Thursday, December 29, 2011

"The Sordid History of Cuba's Spy Apparatus"
Appendix to Brothers in Arms: The Kennedys, the Castros, and the Politics of Murder
by Gus Russo and Stephen Molton



To those who labor under the misconception that Fidel Castro’s regime was incapable of maintaining a secret pipeline to a Lee Oswald, or not inclined to authorize and/or condone assassinations, an overview of Castro’s spy agencies might prove instructive. Traditionally, it has been infinitely easier to obtain operational details and internal structural layouts for the offices of America’s secret warriors than for those of its intelligence adversaries. This is especially true for Cuba’s spy apparatus. Given the relative transparency of the US government, thousands of books and monographs have been written on CIA, FBI, NSA, Military Intelligence, etc. But for those seeking to determine if Cuba’s spooks were prone to instigate (or even condone, as in the Kennedy case) foreign assassinations, it has been near impossible to get answers. However, when one pieces together testimony, CIA debriefs, and interviews from Cuba’s spy defectors, some very close to the top of its bureaucracy, a consistent and far different picture emerges of Cuba’s intel modus operandi than most would assume.

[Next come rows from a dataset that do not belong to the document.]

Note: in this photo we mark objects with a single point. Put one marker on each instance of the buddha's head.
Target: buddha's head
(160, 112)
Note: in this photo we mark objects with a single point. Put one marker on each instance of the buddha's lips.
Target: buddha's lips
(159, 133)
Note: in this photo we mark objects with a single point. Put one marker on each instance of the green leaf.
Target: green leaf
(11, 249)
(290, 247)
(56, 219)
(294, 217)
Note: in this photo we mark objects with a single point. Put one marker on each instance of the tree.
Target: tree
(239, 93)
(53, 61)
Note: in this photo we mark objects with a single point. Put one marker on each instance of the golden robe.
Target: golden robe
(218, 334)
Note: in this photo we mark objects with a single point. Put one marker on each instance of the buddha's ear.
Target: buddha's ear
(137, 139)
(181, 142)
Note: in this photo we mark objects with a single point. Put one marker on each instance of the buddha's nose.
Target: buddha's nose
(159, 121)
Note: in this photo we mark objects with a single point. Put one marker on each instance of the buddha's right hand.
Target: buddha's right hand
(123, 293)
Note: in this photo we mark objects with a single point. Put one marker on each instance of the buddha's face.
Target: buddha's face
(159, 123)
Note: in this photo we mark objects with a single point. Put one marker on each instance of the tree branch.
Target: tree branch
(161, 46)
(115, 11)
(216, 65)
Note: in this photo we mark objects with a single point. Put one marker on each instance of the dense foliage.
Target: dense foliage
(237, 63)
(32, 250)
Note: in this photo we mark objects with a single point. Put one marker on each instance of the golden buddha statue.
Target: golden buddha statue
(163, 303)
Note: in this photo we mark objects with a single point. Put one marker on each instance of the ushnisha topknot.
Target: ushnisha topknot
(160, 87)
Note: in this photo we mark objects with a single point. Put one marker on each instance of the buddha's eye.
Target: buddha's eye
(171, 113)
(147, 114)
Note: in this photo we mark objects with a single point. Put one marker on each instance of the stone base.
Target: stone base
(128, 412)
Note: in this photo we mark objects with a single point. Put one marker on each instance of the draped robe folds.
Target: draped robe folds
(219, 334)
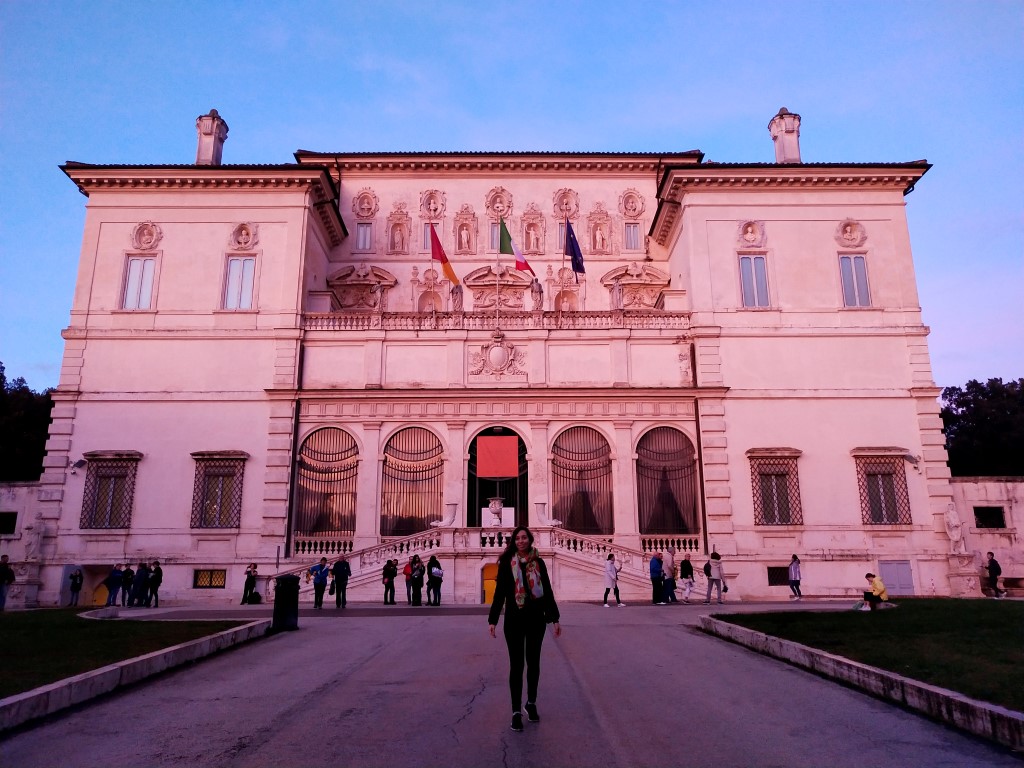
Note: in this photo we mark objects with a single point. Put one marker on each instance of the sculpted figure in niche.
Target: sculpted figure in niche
(537, 294)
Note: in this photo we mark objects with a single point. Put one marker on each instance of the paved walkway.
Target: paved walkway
(403, 687)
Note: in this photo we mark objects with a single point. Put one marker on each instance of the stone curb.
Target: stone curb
(49, 698)
(988, 721)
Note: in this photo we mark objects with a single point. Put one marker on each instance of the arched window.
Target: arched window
(412, 495)
(581, 481)
(325, 496)
(667, 486)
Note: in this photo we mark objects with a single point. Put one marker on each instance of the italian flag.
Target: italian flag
(437, 254)
(507, 246)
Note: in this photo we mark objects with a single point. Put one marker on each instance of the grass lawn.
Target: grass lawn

    The New York Times called Cuba's intelligence apparatus the “Little Spy Engine That Could.”  Indeed, far from being the undersized counterintelligence force that is commonly perceived for the diminutive nation, Cuba’s secret services are surprisingly aggressive and proactive. In fact, despite its weak economy and small size, the island nation boasts an intelligence arm that, relatively speaking, is much larger than that of the United States, with wide-ranging clandestine operations ongoing throughout the globe. The only small nation that even comes close to Cuba’s spycraft intensity is Israel.